The touring theatre company is returning to the National Trust manor house on August 22 to perform drama classic The Tempest.

The Tempest, described as a spellbinding play of high comedy and tender love, will be performed in a fast-paced production by the all-male cast with Elizabethan costumes, music and dance.

The Tempest is a tale of magic, deception, revenge and marriage, set on a remote island where the sorcerer Prospero, rightful Duke of Milan, plots to restore his daughter Miranda to her rightful place.

Prospero raises a tempestuous storm making his usurping brother Antonio and the complicit King Alonso of Naples believe that they have been shipwrecked on the island.

Prospero’s intrigues bring about the revelation of Antonio’s lowly nature, the redemption of the king, and the marriage of Miranda to Alonso’s son, Ferdinand.

Peter Stickney, artistic director with The Lord Chamberlain’s Men, described The Tempest as Shakespeare’s late, great gem.

He said: “The play examines the power of true love, our capacity for vengeance and what it takes to forgive.

“I can’t think of anything more perfect for a summer’s evening than a classical re-telling of this soaring drama set against the background of some of the nation’s most magical outdoor venues.

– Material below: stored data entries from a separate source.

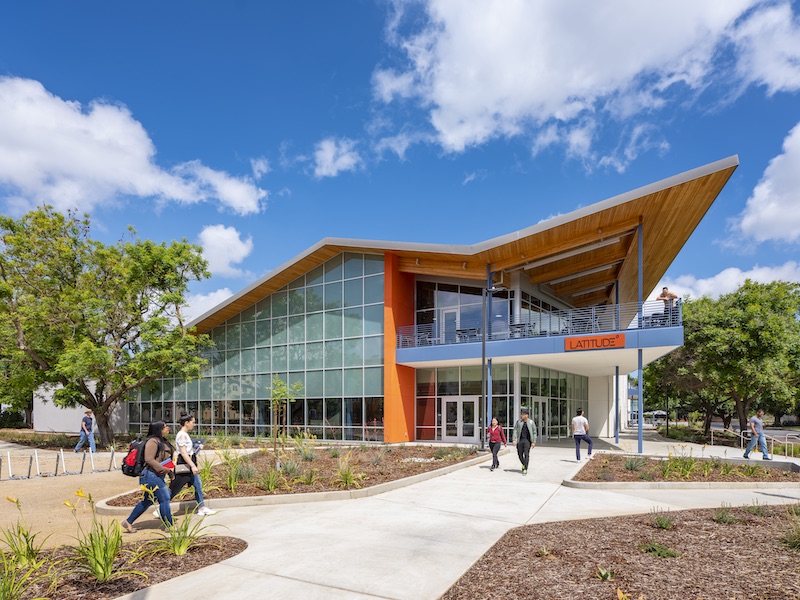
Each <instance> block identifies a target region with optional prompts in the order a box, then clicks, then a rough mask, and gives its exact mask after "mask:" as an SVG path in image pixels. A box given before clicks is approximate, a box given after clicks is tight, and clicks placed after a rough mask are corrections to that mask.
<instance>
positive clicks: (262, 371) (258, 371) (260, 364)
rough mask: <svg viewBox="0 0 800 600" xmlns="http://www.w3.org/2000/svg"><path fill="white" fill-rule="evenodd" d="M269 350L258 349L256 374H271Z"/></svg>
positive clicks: (265, 349) (271, 368)
mask: <svg viewBox="0 0 800 600" xmlns="http://www.w3.org/2000/svg"><path fill="white" fill-rule="evenodd" d="M270 354H271V352H270V349H269V348H258V349H257V350H256V372H257V373H269V372H270V370H272V366H271V365H272V361H271V360H270Z"/></svg>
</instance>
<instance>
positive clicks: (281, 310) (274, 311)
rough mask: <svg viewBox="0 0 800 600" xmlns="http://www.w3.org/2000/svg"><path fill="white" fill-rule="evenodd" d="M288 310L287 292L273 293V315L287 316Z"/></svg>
mask: <svg viewBox="0 0 800 600" xmlns="http://www.w3.org/2000/svg"><path fill="white" fill-rule="evenodd" d="M287 310H288V307H287V302H286V292H275V293H274V294H272V317H273V318H275V317H285V316H286V313H287Z"/></svg>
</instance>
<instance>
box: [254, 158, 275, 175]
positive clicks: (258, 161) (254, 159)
mask: <svg viewBox="0 0 800 600" xmlns="http://www.w3.org/2000/svg"><path fill="white" fill-rule="evenodd" d="M250 168H251V169H253V177H255V178H256V180H258V179H261V178H262V177H263V176H264V175H266V174H267V173H269V172H270V171H271V170H272V168H271V167H270V166H269V161H268V160H267V159H266V158H264V157H263V156H262V157H260V158H251V159H250Z"/></svg>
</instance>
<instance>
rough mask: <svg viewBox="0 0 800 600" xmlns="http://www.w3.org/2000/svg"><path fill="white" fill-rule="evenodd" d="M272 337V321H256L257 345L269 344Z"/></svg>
mask: <svg viewBox="0 0 800 600" xmlns="http://www.w3.org/2000/svg"><path fill="white" fill-rule="evenodd" d="M271 339H272V321H270V320H266V321H258V322H257V323H256V346H269V344H270V340H271Z"/></svg>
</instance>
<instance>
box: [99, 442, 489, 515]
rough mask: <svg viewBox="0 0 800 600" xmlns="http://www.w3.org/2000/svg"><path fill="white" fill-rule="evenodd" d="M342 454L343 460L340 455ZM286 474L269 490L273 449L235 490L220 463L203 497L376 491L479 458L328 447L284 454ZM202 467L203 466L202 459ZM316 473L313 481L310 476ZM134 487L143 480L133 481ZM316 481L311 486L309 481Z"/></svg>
mask: <svg viewBox="0 0 800 600" xmlns="http://www.w3.org/2000/svg"><path fill="white" fill-rule="evenodd" d="M337 452H338V454H339V456H338V457H337V456H335V455H334V454H336V453H337ZM279 455H281V460H282V462H283V467H284V472H283V473H281V475H280V485H279V486H278V487H277V488H276V489H274V490H272V491H268V489H267V488H266V486H265V484H264V482H263V478H264V475H265V474H266V473H267V472H269V471H273V470H274V469H275V456H274V454H273V453H272V449H268V450H267V449H264V450H260V451H259V452H256V453H253V454H249V455H247V457H246V461H245V464H246V465H248V466H247V467H245V469H244V470H243V471H242V470H240V473H241V475H242V476H241V477H240V481H239V482H238V483H237V484H236V486H235V490H234V491H231V489H230V487H229V486H228V483H227V473H228V470H229V468H230V467H228V466H226V464H225V463H224V461H223V463H221V464H217V465H215V466H214V467H213V469H212V476H211V480H210V482H208V483H204V484H203V496H204V497H205V498H206V499H208V500H213V499H215V498H232V497H247V496H265V495H280V494H302V493H309V492H326V491H334V490H342V489H353V488H355V487H370V486H374V485H378V484H380V483H386V482H388V481H396V480H398V479H403V478H405V477H410V476H412V475H417V474H419V473H426V472H428V471H433V470H436V469H440V468H442V467H446V466H448V465H452V464H455V463H459V462H463V461H465V460H470V459H472V458H475V457H476V456H477V455H476V454H475V453H474V452H473V451H472V450H470V449H468V448H450V447H446V446H437V447H431V446H358V447H353V448H342V447H325V448H314V450H313V460H303V459H302V457H301V456H300V454H298V453H297V452H296V451H295V450H294V449H292V448H288V449H286V450H285V451H284V452H283V454H281V453H280V450H279ZM345 457H347V460H348V463H349V465H350V467H351V468H352V469H353V471H354V472H355V473H357V474H359V478H358V480H357V481H356V484H355V485H349V486H347V485H344V484H343V483H342V482H341V481H340V480H339V479H338V478H337V473H338V469H339V464H340V460H342V459H344V458H345ZM200 460H201V464H202V460H203V459H202V458H201V459H200ZM287 461H292V462H294V463H295V464H296V466H297V469H298V472H297V473H296V474H295V475H293V476H288V475H287V474H286V473H285V471H286V462H287ZM312 470H313V471H314V473H313V478H312V477H310V474H311V471H312ZM131 481H132V482H133V485H136V482H137V480H136V479H131ZM309 482H310V483H309ZM184 497H185V498H186V499H189V500H191V499H193V495H192V493H191V489H186V490H185V496H184ZM141 499H142V494H141V492H134V493H130V494H125V495H124V496H119V497H117V498H114V499H112V500H110V501H109V502H108V505H109V506H134V505H135V504H136V503H137V502H139V500H141Z"/></svg>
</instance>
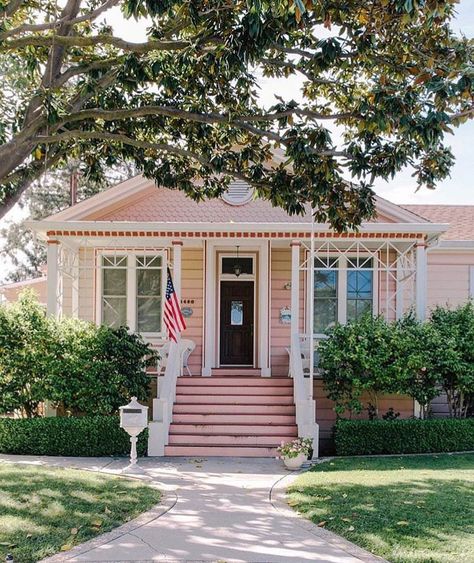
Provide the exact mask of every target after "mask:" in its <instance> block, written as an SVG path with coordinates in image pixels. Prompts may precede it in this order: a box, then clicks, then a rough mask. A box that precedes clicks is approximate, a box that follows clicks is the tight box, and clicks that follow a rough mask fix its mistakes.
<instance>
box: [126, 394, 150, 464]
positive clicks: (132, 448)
mask: <svg viewBox="0 0 474 563" xmlns="http://www.w3.org/2000/svg"><path fill="white" fill-rule="evenodd" d="M147 426H148V407H144V406H143V405H140V403H139V402H138V401H137V398H136V397H132V400H131V401H130V402H129V403H128V405H125V406H123V407H120V428H123V429H124V430H125V432H127V434H128V435H129V436H130V444H131V449H130V467H134V466H135V465H136V463H137V436H138V435H139V434H140V432H142V431H143V430H145V428H146V427H147Z"/></svg>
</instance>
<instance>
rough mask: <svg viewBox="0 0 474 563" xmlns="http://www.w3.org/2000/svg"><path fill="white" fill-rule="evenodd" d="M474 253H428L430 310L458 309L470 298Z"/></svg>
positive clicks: (429, 296)
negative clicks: (469, 290) (444, 308)
mask: <svg viewBox="0 0 474 563" xmlns="http://www.w3.org/2000/svg"><path fill="white" fill-rule="evenodd" d="M471 266H474V252H473V251H471V252H469V251H467V252H452V251H451V252H449V251H443V252H438V251H431V252H430V251H429V252H428V308H429V309H430V308H432V307H434V306H435V305H443V306H445V305H448V306H450V307H456V306H457V305H461V304H462V303H465V302H466V301H467V299H468V298H469V283H470V279H469V276H470V267H471Z"/></svg>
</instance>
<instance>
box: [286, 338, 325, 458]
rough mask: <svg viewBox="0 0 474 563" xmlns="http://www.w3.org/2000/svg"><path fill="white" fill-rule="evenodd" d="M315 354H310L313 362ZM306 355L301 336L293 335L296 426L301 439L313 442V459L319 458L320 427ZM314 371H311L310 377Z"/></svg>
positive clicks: (312, 381) (292, 372)
mask: <svg viewBox="0 0 474 563" xmlns="http://www.w3.org/2000/svg"><path fill="white" fill-rule="evenodd" d="M312 357H313V354H310V361H312ZM303 366H304V354H303V353H302V347H301V341H300V335H299V334H292V336H291V347H290V375H291V377H292V378H293V398H294V402H295V408H296V424H297V425H298V436H299V437H300V438H311V439H312V440H313V457H318V453H319V452H318V445H319V426H318V424H317V423H316V403H315V401H314V399H313V378H312V377H311V376H310V377H308V378H305V372H304V367H303ZM311 372H312V370H311V369H310V375H311Z"/></svg>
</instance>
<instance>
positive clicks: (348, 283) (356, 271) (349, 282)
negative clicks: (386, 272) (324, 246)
mask: <svg viewBox="0 0 474 563" xmlns="http://www.w3.org/2000/svg"><path fill="white" fill-rule="evenodd" d="M348 268H349V269H348V271H347V320H348V321H354V320H357V319H359V318H360V317H361V316H362V315H364V314H366V313H369V312H371V311H372V303H373V271H372V259H371V258H367V257H363V256H361V257H359V258H348Z"/></svg>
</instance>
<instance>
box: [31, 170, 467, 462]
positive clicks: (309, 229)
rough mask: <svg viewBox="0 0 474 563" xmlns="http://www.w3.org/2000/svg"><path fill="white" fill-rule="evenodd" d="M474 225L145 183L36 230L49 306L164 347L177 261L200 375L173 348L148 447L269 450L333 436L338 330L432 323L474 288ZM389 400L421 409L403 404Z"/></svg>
mask: <svg viewBox="0 0 474 563" xmlns="http://www.w3.org/2000/svg"><path fill="white" fill-rule="evenodd" d="M447 219H448V220H447ZM473 224H474V208H473V207H469V206H466V207H462V208H459V209H456V210H450V208H449V207H446V206H421V207H420V206H405V207H402V206H397V205H394V204H392V203H390V202H388V201H386V200H383V199H380V198H379V199H378V200H377V216H376V218H375V220H373V221H371V222H367V223H364V224H363V225H362V227H361V228H360V230H359V231H358V232H353V233H347V234H337V233H335V232H333V231H332V230H331V229H330V228H329V227H328V226H327V225H321V224H314V223H313V221H312V219H311V212H310V210H308V213H307V215H306V216H304V217H301V216H297V217H295V216H289V215H287V214H286V213H285V212H284V211H283V210H281V209H279V208H274V207H272V206H271V204H270V203H268V202H265V201H261V200H256V199H254V197H253V193H252V190H251V189H250V188H249V187H248V186H246V185H245V184H242V183H239V182H235V183H234V184H232V185H231V187H230V189H229V191H228V193H227V194H226V196H225V197H224V198H222V199H216V200H211V201H206V202H204V203H199V204H197V203H195V202H193V201H192V200H190V199H189V198H187V197H186V196H185V195H184V194H183V193H182V192H180V191H173V190H168V189H163V188H157V187H156V186H155V185H154V184H153V183H152V182H151V181H149V180H146V179H144V178H142V177H140V176H138V177H135V178H133V179H131V180H128V181H126V182H123V183H121V184H119V185H117V186H114V187H112V188H110V189H108V190H106V191H105V192H102V193H100V194H97V195H96V196H94V197H92V198H90V199H89V200H87V201H84V202H81V203H79V204H77V205H75V206H73V207H71V208H69V209H66V210H65V211H62V212H61V213H58V214H56V215H54V216H52V217H50V218H48V219H46V220H44V221H40V222H33V223H31V227H32V228H33V229H34V230H35V232H36V234H37V236H38V237H39V238H40V239H42V240H43V241H44V242H45V244H46V245H47V249H48V288H47V308H48V312H49V313H50V314H53V315H71V316H76V317H79V318H82V319H85V320H89V321H93V322H96V323H105V324H109V325H111V326H120V325H127V326H129V327H130V329H131V330H134V331H138V332H140V333H141V334H142V335H143V336H144V338H145V339H147V340H149V341H150V342H152V343H153V345H155V346H157V347H158V348H159V347H161V346H162V345H163V343H164V342H165V341H166V331H165V329H164V323H163V300H164V292H165V284H166V271H167V268H168V267H169V268H170V270H171V272H172V276H173V282H174V286H175V289H176V292H177V294H178V296H179V299H180V302H181V308H182V311H183V314H184V316H185V319H186V324H187V328H186V330H185V332H184V333H183V335H182V337H183V339H186V340H190V341H192V343H193V351H192V353H191V355H190V357H189V361H188V366H189V370H190V373H191V374H192V376H193V377H187V376H183V377H180V372H181V369H180V367H179V365H178V364H179V363H180V361H181V360H180V352H179V350H174V349H173V347H172V348H171V350H170V355H169V361H168V362H167V365H166V369H165V370H164V373H163V374H161V375H160V377H159V378H158V379H159V381H158V384H157V389H155V390H154V391H153V397H152V421H151V424H150V442H149V453H150V454H151V455H244V456H245V455H247V456H260V455H274V454H275V447H276V446H277V445H278V444H279V443H280V442H281V441H282V440H284V439H290V438H291V437H294V436H297V435H299V436H311V437H313V438H314V444H315V453H317V451H318V445H320V446H321V448H322V449H325V448H326V447H327V445H328V444H329V443H330V439H331V428H332V425H333V422H334V412H333V410H332V404H331V402H330V401H329V400H328V399H327V398H326V397H325V395H324V391H323V386H322V382H321V379H319V378H318V374H317V369H316V368H315V367H314V366H315V365H317V361H315V360H317V343H318V341H319V340H320V339H322V338H324V331H325V330H326V329H327V328H328V327H329V326H331V324H333V323H335V322H346V321H348V320H350V319H356V318H358V317H359V316H360V315H362V314H364V313H365V312H367V311H371V312H372V313H373V314H382V315H384V316H385V317H386V318H387V319H396V318H398V317H400V316H401V315H402V314H403V313H404V312H406V311H407V310H408V309H410V308H413V310H414V311H416V314H417V315H418V317H419V318H424V317H425V315H426V314H427V313H428V311H429V308H430V307H431V306H433V305H435V304H450V305H457V304H459V303H461V302H463V301H465V300H466V299H468V297H469V296H470V295H471V296H472V294H473V292H474V289H473V288H474V226H473ZM312 288H314V289H312ZM289 375H290V377H288V376H289ZM384 407H386V410H388V409H389V408H390V407H392V408H393V409H394V410H395V411H398V412H400V413H401V414H402V416H412V415H413V414H414V413H415V411H416V405H415V404H413V401H412V400H410V399H408V398H404V397H386V398H384V400H383V404H382V406H381V408H382V409H383V408H384Z"/></svg>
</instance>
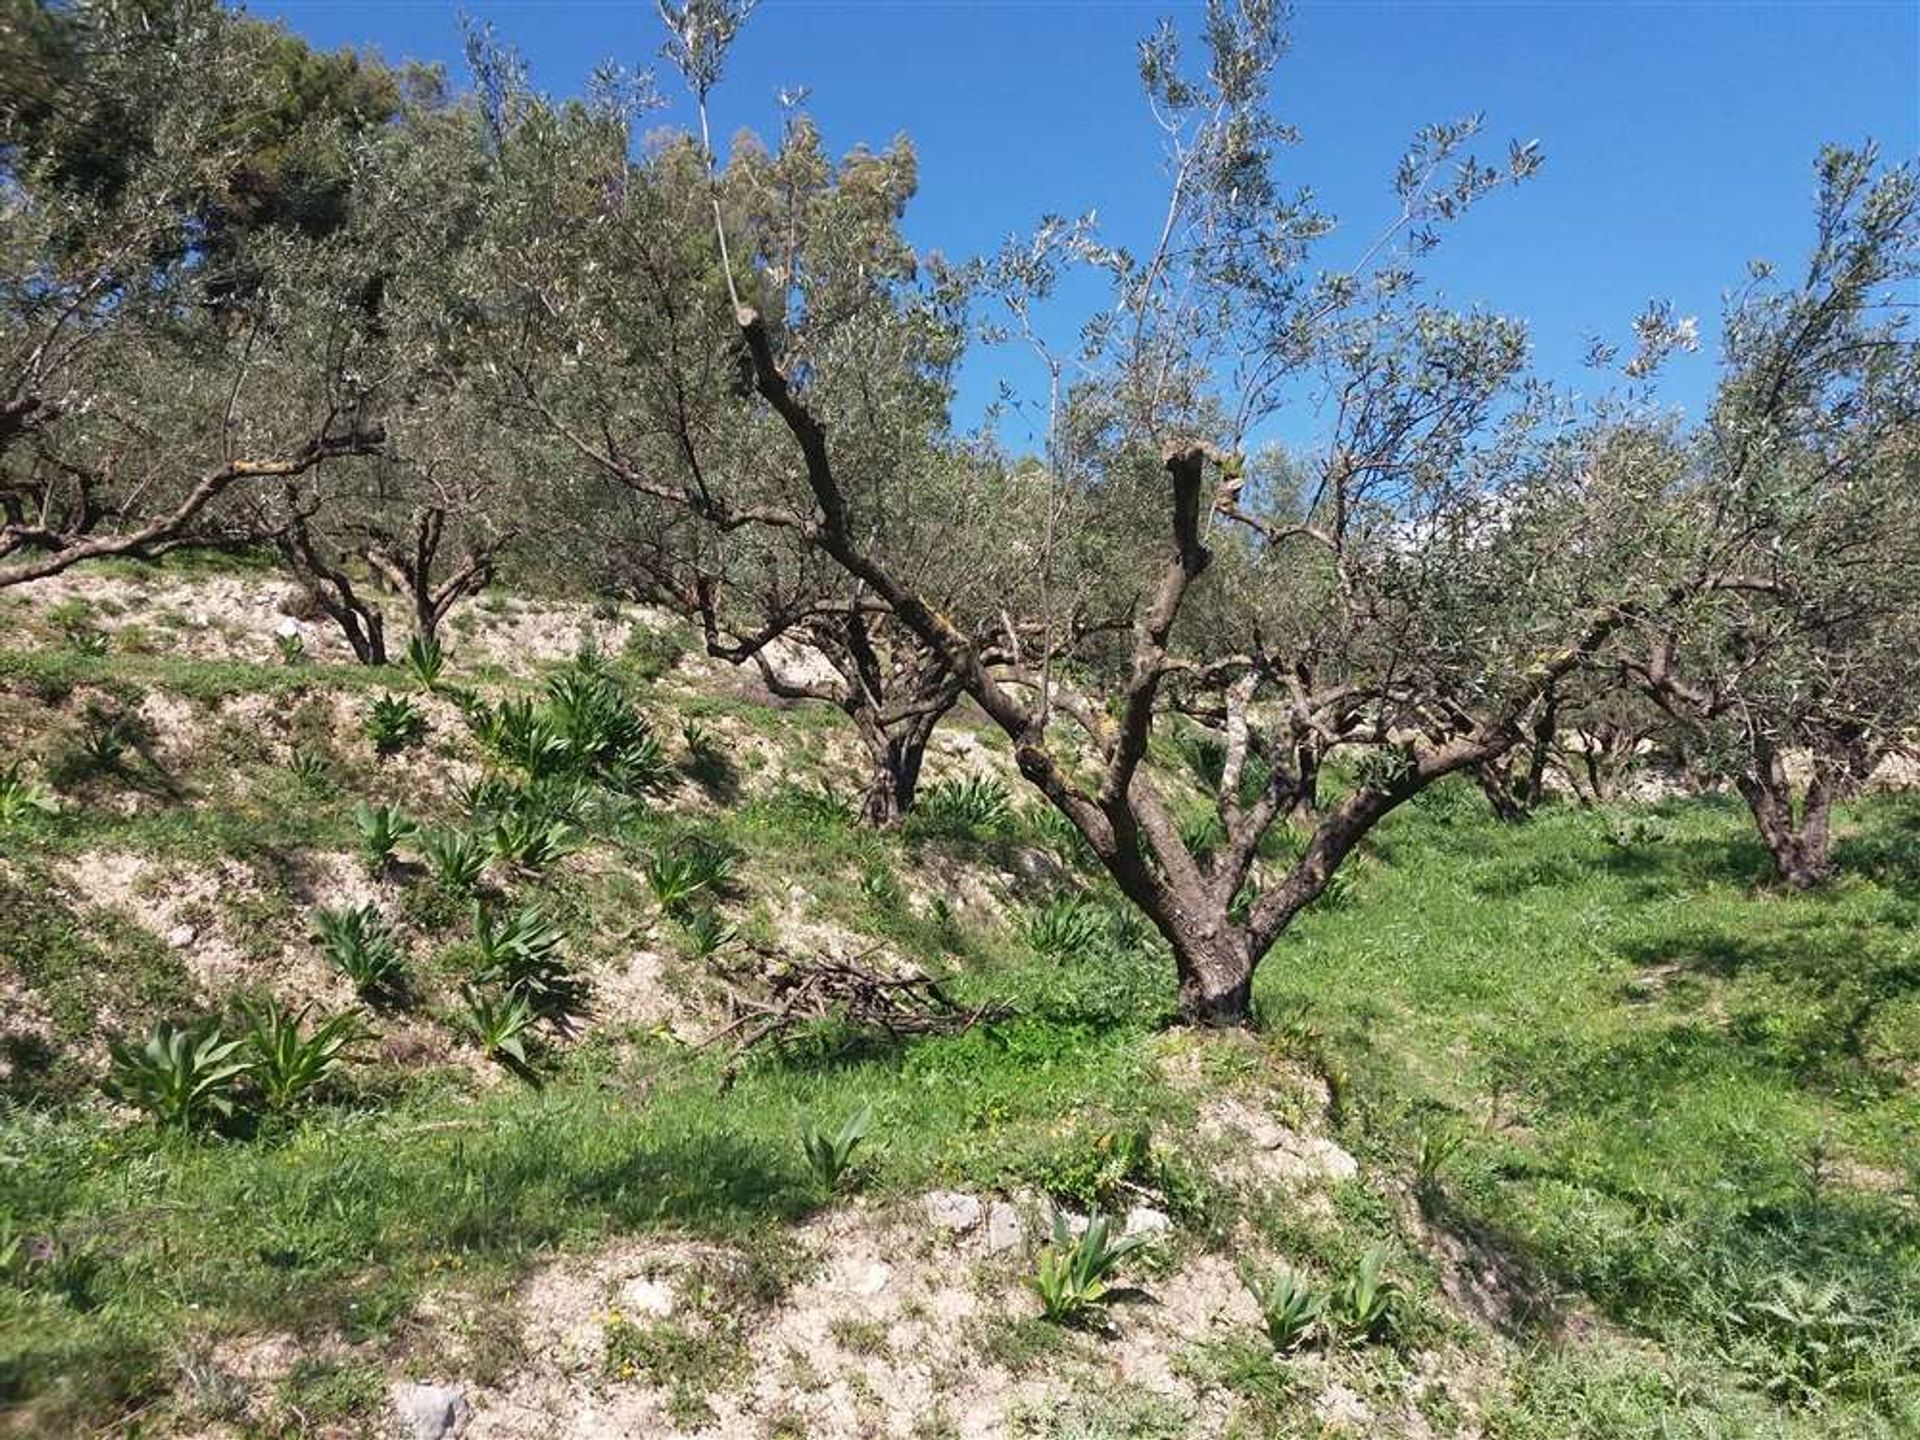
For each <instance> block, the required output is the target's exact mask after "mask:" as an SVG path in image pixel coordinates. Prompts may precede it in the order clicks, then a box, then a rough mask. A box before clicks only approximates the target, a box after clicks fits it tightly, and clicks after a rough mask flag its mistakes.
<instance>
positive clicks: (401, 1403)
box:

“Bring a chair and a picnic and spend a glorious summer evening watching this enchanting production of one of Shakespeare’s finest plays.”

The lower field at East Riddlesden Hall will be open from 6.30pm with the performance starting at 7.30pm. Ice creams will be on sale before curtain-up and during the interval.

Tickets for The Tempest are £14 for adults, and £7 for under-18s.

Visit or call 0344 249 1895 to book tickets.

East Riddlesden Hall is run by conservation charity the National Trust, which was founded in 1895 by three people who saw the importance of our nation’s heritage and open spaces and wanted to preserve them for everyone to enjoy.

Independent of Government, the National Trust looks after more than 250,000 hectares of countryside, 778 miles of coastline and hundreds of special places across England, Wales and Northern Ireland.

More than 24 million people visit every year, and the National Trust has five million members and over 65,000 volunteers.